Texas Governor Greg Abbott says he’s ready to reopen “massive amounts of businesses.” In Georgia, Governor Brian Kemp has mandated you can go bowling and get a tattoo (among other things) beginning tomorrow. And, not to be outdone, Las Vegas Mayor Carolyn Goodman wants all the casinos open again. But the vast majority of political leaders are being much more cautious.

CNN’s Brian Stelter notes in his Reliable Sources Newsletter that to really understand what’s coming in the next few months, perhaps we need to tune out the politicians and tune into the public health experts and CEO’s.

I think we’re seeing a repeat of mid-March, when corporate leaders moved more swiftly than political leaders to shut down key sectors of American society. Now, in late April, we’re seeing companies act much more realistically than elected officials like Georgia governor Brian Kemp and Las Vegas mayor Carolyn Goodman.

To be sure, some elected officials are getting it right. But right now chief executives in the media and tech sectors seem to have a better grasp on consumer behavior and psychology than many political pros.

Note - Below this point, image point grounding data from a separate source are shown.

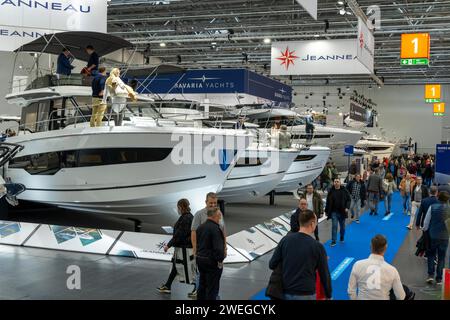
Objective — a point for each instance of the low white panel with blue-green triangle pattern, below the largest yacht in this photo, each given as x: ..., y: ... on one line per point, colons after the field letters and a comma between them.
x: 77, y: 239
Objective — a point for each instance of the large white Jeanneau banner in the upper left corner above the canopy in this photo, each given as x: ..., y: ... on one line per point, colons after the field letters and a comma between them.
x: 22, y: 21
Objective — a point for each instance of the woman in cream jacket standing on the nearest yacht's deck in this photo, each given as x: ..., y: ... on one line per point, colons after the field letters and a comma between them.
x: 118, y: 91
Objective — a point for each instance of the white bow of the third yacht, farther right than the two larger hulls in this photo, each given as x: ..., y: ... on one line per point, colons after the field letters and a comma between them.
x: 306, y: 167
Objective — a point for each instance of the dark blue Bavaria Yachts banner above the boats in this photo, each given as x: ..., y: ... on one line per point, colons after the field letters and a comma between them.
x: 217, y: 81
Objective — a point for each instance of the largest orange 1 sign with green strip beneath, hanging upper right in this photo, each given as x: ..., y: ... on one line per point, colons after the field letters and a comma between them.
x: 415, y: 49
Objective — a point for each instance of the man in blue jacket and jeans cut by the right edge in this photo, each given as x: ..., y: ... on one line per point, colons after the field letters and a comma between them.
x: 435, y: 223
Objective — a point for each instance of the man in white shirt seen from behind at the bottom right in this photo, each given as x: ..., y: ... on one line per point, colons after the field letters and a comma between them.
x: 374, y: 278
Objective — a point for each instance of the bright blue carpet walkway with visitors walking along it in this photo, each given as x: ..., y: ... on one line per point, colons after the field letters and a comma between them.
x: 357, y: 245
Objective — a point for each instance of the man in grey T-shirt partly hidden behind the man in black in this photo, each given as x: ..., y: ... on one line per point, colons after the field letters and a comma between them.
x: 200, y: 218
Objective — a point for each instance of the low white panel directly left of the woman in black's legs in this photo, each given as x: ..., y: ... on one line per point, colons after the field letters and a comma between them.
x: 143, y: 246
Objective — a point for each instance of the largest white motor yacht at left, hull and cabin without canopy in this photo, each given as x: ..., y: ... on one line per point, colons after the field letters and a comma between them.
x: 133, y: 169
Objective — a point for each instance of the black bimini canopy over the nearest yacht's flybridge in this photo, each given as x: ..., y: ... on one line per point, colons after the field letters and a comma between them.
x: 76, y: 42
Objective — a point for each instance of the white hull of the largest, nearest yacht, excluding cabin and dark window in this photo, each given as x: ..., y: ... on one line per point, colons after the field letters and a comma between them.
x: 142, y: 188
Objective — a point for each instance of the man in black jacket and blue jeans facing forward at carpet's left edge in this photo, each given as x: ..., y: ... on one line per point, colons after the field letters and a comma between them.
x: 337, y: 207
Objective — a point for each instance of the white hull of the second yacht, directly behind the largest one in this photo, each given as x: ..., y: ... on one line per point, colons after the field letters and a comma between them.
x: 247, y: 183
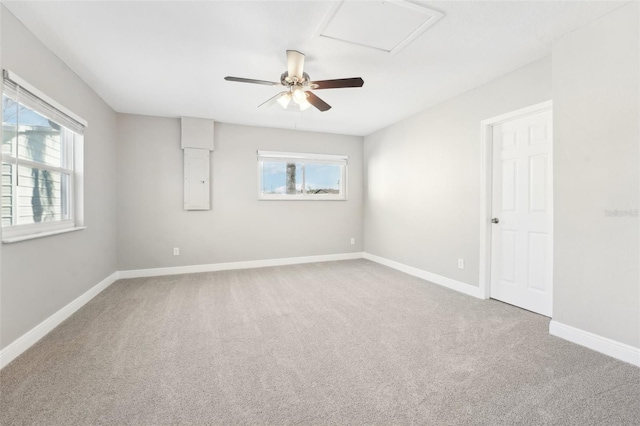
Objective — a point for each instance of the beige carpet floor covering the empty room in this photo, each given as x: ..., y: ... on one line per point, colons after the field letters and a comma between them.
x: 349, y: 342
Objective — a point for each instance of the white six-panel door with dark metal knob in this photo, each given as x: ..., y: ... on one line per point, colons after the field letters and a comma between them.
x: 522, y: 206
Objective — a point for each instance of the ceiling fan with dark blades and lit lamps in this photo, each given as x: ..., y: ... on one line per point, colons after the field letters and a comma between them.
x: 299, y: 85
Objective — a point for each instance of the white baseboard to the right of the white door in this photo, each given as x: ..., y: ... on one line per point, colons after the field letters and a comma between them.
x: 613, y: 348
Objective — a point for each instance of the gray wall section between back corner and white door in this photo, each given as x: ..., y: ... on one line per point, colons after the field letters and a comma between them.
x: 422, y: 202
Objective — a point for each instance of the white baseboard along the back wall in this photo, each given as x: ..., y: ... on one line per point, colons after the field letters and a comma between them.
x: 212, y: 267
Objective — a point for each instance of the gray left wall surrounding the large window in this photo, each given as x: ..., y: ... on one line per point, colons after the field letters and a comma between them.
x: 41, y: 276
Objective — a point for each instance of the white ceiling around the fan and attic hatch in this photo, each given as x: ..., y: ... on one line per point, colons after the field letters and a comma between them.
x: 169, y: 58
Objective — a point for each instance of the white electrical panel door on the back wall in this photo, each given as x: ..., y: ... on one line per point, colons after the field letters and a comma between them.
x: 196, y: 179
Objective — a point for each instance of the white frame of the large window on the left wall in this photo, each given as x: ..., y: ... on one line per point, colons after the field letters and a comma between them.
x: 74, y: 166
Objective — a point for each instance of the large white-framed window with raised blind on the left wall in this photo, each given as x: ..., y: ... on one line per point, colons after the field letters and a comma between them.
x: 41, y: 163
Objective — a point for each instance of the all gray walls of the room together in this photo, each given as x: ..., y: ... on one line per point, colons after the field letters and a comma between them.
x: 421, y: 196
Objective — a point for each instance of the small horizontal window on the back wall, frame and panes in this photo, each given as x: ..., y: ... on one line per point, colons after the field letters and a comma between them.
x: 298, y: 176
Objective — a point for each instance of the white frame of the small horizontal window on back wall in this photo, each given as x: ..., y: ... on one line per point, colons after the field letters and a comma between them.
x: 304, y: 158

He points to multiple movie studios moving away from planned summer releases.

Earlier this week a prominent UBS analyst, John Hodulik, said he doesn’t expect Disney to reopen U.S. theme parks until January 2021 at the earliest.

Some of this summer and fall’s conferences and festivals have already been cancelled or pushed until 2021.

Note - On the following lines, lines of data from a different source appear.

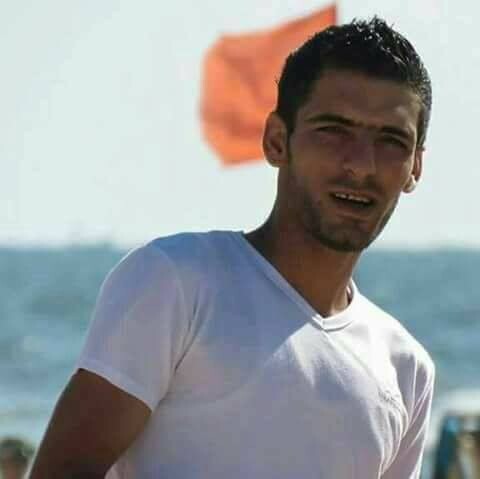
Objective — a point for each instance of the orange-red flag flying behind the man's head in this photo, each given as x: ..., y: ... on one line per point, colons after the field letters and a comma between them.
x: 239, y: 88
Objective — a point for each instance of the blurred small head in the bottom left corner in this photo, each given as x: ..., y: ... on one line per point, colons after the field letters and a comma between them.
x: 15, y: 456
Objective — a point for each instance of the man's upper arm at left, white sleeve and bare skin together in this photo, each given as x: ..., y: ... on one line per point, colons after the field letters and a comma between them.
x: 134, y: 342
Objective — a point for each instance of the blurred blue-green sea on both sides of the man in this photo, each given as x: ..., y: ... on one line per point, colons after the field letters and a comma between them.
x: 47, y: 295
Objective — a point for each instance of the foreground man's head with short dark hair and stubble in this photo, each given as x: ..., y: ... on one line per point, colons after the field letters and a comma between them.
x: 348, y: 132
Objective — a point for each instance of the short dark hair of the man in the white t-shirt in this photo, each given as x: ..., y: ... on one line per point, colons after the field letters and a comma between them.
x: 370, y: 47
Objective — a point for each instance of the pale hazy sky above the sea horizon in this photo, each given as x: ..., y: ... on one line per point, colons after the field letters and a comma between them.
x: 100, y: 137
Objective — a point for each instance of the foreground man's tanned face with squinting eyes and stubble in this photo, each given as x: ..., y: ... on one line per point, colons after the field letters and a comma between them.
x: 351, y: 154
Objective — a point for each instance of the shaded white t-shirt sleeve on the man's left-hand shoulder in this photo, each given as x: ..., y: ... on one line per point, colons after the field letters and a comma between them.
x: 137, y: 332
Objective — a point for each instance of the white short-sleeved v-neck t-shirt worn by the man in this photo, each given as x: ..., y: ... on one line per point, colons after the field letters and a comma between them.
x: 245, y: 380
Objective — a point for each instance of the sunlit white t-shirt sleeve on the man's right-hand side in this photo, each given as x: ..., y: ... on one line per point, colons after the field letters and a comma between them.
x: 408, y: 461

Goldman Sachs analysts earlier this week: “We conclude that there is a significant risk of a second wave if policy or distancing behavior are eased prematurely and indiscriminately, and that a successful reopening strategy is likely to involve a sharp ramp-up in testing and contact tracing, as well as low-cost public hygiene measures.”

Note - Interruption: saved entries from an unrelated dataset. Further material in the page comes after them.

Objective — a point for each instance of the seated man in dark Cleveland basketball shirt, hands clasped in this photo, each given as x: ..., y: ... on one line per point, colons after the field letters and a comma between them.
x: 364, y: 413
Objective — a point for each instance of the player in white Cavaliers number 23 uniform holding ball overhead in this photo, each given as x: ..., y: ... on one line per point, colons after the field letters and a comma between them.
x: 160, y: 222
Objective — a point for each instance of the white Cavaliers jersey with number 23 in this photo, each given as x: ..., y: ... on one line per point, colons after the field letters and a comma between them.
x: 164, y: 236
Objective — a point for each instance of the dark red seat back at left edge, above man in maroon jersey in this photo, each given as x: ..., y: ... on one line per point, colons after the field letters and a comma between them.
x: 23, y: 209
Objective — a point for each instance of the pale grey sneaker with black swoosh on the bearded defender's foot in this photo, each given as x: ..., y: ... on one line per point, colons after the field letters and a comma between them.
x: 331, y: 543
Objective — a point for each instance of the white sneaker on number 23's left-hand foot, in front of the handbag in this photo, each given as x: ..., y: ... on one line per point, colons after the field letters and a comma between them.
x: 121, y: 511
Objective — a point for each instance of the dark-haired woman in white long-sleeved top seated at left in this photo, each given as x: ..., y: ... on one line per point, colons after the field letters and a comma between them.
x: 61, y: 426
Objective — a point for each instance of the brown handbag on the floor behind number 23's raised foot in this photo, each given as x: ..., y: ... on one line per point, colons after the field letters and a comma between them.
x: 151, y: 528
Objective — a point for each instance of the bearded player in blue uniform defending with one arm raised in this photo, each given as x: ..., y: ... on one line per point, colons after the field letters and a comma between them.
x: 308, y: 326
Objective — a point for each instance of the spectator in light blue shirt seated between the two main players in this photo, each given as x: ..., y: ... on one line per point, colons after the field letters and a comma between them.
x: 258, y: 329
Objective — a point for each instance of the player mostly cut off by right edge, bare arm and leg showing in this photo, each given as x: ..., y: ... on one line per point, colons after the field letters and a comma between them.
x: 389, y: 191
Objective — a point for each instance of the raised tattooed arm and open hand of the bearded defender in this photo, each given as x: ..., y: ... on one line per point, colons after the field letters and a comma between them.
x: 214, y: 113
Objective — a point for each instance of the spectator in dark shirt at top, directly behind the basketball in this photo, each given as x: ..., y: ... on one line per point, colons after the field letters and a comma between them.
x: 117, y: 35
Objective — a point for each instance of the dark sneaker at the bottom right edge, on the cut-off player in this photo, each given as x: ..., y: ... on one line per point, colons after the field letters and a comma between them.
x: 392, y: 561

As for his own employer, he reports CNN boss Jeff Zucker told employees earlier this week that many will not return to the office before September.

For those who want to open early, there is a gruesome tradeoff, writes The New York Times:

How many deaths are acceptable to reopen the country before the coronavirus is completely eradicated? “One is too many,” President Trump insists, a politically safe formulation that any leader would instinctively articulate.

But that is not the reality of Mr. Trump’s reopen-soon approach. Nor for that matter will it be the bottom line for even those governors who want to go slower. Until there is a vaccine or a cure for the coronavirus, the macabre truth is that any plan to begin restoring public life invariably means trading away some lives. The question is how far will leaders go to keep it to a minimum.